The earliest history of the church in Eton is very obscure. The care of the Parish appears to have been in possession of the monks of Merton Priory in Surrey. There is a legend that there was a church in King's Stable Street. Later a church existed on or very near to the site of the present College Chapel, probably on the south side of the churchyard, as records show that this was being used when Henry VI was building his chapel, begun in 1441. In about 1487 this early church was pulled down and from then on the College Chapel served as the Parish Church, the Provosts of Eton being Rectors of the Parish, and responsible for the spiritual care of the people of the town.
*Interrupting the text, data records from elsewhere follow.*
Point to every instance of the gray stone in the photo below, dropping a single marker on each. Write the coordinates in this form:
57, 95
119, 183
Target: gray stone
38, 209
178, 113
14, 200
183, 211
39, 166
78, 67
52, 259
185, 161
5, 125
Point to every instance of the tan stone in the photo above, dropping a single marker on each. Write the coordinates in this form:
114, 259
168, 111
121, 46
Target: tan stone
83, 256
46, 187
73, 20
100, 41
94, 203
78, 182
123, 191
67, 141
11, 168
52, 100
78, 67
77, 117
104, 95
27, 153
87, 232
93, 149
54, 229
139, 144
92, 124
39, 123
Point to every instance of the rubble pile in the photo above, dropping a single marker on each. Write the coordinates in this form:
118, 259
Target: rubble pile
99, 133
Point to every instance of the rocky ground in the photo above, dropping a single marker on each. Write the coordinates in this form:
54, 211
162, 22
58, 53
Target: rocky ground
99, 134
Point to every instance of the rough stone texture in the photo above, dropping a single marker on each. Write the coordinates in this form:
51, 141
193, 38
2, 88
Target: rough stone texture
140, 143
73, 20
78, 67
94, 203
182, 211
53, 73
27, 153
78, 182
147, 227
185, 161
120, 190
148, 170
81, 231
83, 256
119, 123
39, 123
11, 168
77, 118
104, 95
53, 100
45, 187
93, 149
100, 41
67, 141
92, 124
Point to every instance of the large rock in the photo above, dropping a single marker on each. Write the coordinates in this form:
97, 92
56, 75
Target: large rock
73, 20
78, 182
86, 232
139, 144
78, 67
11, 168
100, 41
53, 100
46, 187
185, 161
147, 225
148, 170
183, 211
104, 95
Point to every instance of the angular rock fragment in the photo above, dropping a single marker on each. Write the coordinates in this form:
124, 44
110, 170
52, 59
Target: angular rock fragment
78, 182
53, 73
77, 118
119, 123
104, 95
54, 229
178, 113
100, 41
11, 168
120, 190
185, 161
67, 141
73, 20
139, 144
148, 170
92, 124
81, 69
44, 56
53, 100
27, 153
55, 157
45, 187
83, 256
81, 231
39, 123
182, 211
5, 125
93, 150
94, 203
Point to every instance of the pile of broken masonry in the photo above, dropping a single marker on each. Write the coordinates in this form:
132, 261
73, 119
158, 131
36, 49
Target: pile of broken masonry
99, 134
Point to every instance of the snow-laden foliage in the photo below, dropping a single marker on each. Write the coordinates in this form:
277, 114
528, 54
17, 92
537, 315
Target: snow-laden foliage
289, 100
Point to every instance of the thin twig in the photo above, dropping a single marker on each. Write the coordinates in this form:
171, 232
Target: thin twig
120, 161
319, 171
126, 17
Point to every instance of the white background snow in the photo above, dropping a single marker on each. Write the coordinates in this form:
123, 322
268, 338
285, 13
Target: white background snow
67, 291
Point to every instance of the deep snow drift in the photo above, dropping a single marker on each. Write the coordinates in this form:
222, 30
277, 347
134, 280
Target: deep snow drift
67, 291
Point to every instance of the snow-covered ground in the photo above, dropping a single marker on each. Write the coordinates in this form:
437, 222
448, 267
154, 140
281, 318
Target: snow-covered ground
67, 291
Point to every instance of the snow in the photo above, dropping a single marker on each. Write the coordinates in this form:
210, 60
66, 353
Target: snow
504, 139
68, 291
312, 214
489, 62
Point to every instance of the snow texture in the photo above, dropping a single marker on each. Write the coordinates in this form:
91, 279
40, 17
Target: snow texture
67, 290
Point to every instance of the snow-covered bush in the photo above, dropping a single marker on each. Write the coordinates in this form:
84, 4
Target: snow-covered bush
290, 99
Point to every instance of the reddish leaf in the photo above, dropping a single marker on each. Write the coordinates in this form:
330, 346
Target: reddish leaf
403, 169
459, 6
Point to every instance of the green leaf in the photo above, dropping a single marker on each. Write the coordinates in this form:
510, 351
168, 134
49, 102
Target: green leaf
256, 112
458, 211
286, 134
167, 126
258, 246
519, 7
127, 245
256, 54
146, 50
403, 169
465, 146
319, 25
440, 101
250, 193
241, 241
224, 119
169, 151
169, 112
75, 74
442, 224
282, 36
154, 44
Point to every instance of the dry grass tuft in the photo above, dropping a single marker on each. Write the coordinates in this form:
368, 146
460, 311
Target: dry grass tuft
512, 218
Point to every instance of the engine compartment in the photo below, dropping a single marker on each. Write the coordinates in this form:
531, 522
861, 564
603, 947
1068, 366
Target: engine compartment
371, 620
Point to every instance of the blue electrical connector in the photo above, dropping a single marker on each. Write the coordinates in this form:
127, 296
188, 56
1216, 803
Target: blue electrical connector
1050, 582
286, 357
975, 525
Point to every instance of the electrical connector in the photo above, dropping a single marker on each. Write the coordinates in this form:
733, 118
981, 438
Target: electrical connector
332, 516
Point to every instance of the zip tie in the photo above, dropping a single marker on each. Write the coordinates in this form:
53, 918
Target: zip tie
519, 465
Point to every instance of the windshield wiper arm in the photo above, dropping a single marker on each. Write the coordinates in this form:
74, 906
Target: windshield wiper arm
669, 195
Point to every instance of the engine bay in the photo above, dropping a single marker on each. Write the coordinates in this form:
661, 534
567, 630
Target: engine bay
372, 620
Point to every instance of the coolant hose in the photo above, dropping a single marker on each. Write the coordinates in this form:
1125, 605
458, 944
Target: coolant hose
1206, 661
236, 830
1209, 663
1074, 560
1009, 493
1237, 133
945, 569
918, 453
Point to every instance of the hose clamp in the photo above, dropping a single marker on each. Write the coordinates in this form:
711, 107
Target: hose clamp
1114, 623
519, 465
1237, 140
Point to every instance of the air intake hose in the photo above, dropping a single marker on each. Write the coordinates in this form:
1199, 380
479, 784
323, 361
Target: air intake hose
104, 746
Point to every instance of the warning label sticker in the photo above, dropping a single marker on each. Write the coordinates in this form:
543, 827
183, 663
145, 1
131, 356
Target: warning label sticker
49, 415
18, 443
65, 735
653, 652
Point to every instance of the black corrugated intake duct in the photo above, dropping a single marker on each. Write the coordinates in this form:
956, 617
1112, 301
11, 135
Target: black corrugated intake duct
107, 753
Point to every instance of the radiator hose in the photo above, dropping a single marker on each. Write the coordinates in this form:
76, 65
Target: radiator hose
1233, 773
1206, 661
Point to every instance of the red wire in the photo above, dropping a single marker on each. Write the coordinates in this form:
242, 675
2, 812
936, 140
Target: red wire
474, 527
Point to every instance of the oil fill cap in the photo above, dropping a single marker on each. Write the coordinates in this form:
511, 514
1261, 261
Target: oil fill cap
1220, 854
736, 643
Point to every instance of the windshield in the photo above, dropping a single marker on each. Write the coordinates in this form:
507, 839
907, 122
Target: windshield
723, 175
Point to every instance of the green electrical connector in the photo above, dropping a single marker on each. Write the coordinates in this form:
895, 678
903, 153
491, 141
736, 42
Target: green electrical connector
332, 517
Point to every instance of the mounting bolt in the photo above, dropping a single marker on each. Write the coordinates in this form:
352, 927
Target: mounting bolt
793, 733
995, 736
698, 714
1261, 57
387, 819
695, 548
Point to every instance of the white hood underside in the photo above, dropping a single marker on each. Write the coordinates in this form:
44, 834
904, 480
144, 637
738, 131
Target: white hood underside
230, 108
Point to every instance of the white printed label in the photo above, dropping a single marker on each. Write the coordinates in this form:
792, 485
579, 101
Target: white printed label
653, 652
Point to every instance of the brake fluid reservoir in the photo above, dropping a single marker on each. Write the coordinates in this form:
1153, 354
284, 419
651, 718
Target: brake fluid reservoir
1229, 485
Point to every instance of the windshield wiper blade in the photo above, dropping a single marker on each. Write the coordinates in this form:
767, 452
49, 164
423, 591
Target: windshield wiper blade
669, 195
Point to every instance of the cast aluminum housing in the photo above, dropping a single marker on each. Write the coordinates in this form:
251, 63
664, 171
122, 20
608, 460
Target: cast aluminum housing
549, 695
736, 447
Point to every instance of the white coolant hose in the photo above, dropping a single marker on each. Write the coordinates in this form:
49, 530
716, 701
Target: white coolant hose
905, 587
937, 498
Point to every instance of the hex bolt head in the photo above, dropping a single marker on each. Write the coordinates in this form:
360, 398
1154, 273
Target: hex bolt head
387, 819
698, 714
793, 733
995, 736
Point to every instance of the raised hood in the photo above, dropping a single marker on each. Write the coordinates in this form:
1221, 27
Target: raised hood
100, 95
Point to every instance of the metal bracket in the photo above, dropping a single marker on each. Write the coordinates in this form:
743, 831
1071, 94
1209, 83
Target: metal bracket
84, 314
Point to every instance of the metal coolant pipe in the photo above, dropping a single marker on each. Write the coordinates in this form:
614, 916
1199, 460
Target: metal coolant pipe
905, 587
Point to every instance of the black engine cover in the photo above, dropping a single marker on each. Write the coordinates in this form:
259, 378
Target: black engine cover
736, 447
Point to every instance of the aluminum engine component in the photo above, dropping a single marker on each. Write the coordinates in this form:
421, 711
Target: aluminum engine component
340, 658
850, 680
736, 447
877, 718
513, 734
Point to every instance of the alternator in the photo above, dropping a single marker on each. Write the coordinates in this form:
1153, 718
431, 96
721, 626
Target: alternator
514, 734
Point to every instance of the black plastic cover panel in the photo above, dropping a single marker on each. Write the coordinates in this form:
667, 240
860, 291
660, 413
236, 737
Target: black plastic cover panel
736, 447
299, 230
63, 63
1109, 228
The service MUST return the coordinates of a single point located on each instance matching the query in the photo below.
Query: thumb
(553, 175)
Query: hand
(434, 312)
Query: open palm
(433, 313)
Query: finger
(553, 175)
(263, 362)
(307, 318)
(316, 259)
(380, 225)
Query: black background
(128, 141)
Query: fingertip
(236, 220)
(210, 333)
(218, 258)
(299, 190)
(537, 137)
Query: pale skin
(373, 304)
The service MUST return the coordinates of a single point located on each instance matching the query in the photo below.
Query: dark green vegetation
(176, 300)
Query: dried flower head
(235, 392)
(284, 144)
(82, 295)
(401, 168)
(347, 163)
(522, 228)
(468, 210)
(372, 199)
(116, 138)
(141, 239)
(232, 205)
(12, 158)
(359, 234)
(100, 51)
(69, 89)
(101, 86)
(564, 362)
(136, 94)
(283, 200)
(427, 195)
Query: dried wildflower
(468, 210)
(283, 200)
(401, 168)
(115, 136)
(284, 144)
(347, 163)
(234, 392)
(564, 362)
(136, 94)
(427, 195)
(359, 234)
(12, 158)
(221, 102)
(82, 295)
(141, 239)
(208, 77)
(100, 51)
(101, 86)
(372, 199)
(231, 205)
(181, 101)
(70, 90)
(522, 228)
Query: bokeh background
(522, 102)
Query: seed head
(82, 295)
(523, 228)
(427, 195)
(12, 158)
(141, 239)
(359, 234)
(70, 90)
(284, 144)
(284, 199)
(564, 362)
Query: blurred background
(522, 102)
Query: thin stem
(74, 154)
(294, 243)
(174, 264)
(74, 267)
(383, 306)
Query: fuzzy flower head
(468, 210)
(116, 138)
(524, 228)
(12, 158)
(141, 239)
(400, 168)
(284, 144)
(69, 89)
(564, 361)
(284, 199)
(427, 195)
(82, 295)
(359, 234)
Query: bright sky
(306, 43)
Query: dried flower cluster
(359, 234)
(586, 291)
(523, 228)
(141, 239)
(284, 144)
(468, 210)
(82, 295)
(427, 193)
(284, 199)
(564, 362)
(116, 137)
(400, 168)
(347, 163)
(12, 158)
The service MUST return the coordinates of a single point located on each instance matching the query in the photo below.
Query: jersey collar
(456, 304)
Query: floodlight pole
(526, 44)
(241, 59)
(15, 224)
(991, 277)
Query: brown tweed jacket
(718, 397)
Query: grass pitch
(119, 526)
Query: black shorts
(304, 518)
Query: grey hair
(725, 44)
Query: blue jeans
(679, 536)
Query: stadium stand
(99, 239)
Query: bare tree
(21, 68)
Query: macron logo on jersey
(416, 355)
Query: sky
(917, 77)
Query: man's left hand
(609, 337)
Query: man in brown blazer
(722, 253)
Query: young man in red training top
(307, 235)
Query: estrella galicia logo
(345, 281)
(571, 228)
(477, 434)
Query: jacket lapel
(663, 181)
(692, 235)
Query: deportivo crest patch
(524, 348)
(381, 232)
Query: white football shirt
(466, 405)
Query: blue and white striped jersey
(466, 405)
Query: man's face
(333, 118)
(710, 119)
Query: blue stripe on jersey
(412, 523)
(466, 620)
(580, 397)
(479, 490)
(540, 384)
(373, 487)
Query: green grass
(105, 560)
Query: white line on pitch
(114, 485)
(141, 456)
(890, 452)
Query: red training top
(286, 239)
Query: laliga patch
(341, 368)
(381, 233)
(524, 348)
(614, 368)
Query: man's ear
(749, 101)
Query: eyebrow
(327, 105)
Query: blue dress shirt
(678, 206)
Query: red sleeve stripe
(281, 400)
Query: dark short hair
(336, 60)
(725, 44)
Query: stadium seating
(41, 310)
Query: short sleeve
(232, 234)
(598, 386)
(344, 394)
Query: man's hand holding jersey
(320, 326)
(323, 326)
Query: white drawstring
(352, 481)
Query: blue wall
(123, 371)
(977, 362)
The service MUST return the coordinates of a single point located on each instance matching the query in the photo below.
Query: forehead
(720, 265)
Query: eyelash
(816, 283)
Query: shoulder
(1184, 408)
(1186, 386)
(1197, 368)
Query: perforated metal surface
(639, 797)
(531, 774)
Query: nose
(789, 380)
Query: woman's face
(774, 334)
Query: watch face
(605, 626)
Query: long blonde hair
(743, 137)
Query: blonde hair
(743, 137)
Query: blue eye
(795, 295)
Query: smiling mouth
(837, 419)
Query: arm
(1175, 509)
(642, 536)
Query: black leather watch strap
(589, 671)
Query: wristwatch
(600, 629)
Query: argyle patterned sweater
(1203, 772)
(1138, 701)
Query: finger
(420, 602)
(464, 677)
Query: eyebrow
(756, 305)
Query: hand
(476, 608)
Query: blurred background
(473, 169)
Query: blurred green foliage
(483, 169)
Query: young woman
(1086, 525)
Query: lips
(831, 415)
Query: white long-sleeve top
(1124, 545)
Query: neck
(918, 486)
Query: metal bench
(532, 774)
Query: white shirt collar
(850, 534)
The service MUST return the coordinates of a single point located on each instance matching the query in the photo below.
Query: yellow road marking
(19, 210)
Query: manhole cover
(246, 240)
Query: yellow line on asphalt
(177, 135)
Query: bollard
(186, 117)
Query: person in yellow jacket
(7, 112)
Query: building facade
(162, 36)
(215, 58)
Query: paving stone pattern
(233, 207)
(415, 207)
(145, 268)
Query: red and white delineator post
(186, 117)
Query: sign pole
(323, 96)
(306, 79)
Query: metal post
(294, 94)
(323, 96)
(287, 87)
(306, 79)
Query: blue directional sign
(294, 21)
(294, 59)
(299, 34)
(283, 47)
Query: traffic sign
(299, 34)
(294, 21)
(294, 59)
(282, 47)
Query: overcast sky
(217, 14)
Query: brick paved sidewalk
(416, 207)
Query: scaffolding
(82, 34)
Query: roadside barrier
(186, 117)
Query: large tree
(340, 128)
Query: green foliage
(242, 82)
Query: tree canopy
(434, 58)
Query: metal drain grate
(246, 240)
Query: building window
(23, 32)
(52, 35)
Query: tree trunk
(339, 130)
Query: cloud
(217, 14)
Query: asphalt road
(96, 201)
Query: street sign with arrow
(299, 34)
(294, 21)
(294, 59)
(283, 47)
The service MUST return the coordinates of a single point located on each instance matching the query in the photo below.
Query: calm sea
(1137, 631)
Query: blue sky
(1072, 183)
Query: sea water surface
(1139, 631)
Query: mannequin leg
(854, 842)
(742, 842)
At that time Parishioners had a right to seats in the ante-chapel of the College Chapel, but this soon became inadequate and there is evidence that the spiritual care of the townspeople was neglected. To remedy this situation a 'Chapel of Ease' was built in the High Street near the entrance to the present church, at the sole expense of the Revd William Hetherington, a member of the College. This church was consecrated on September 8th, 1769 and stood until 1819. At the same time College undertook to allow for the provision of a Minister to officiate. This little building soon became too small and in 1819 the Provost and Fellows re-built it on a larger scale. This second Chapel of Ease stood right on the street, the Parish Watchman's box being against its east wall. It contained galleries and high pews which faced the pulpit at the west end, so that, except in the Communion service, the people turned their backs on the altar! Services were conducted by Chaplains of the College.

The middle years of the 19th Century witnessed a revival of church life generally. The foundation stone of the present building was laid on October 21st 1852 by Prince Albert. Queen Victoria and Prince Albert gave £100 towards its cost. The original church was large: its was 156ft long, the nave (now the College Sanatorium) being 103ft long; the roof was 66ft high; and the tower and the spire (now demolished) was 160ft high. The architect was Mr Benjamin Ferry and the building was built to accommodate 1100 people at the cost of £10,456.

In 1954 the spire was demolished and rebuilt as a tower. A number of pews were removed from the west end of the old church  and the space obtained used to build new vestries The church attendance suffered a serious decline at that time and the fabric needed a great deal of attention. The cumulative result was that the church was closed for public worship in 1981 and the building was offered for alternative use. Various schemes were considered but the problem of access was a severe limitation. Demolition was a distinct possibility. Eton College then came forward with a most imaginative proposal, which resulted in the form we see today. The nave completely modified to provide a sanatorium for the school, along with flats for masters and other College employees. The tower was converted to create accommodation for nursing staff. The original Sanctuary and Chancel have been split horizontally. On the ground floor is the Medical Centre for the town and on the first floor is the present church. This was re-dedicated for public worship on 13th September 1991 by the Bishop of Buckingham, the Rt Revd Simon Burrows.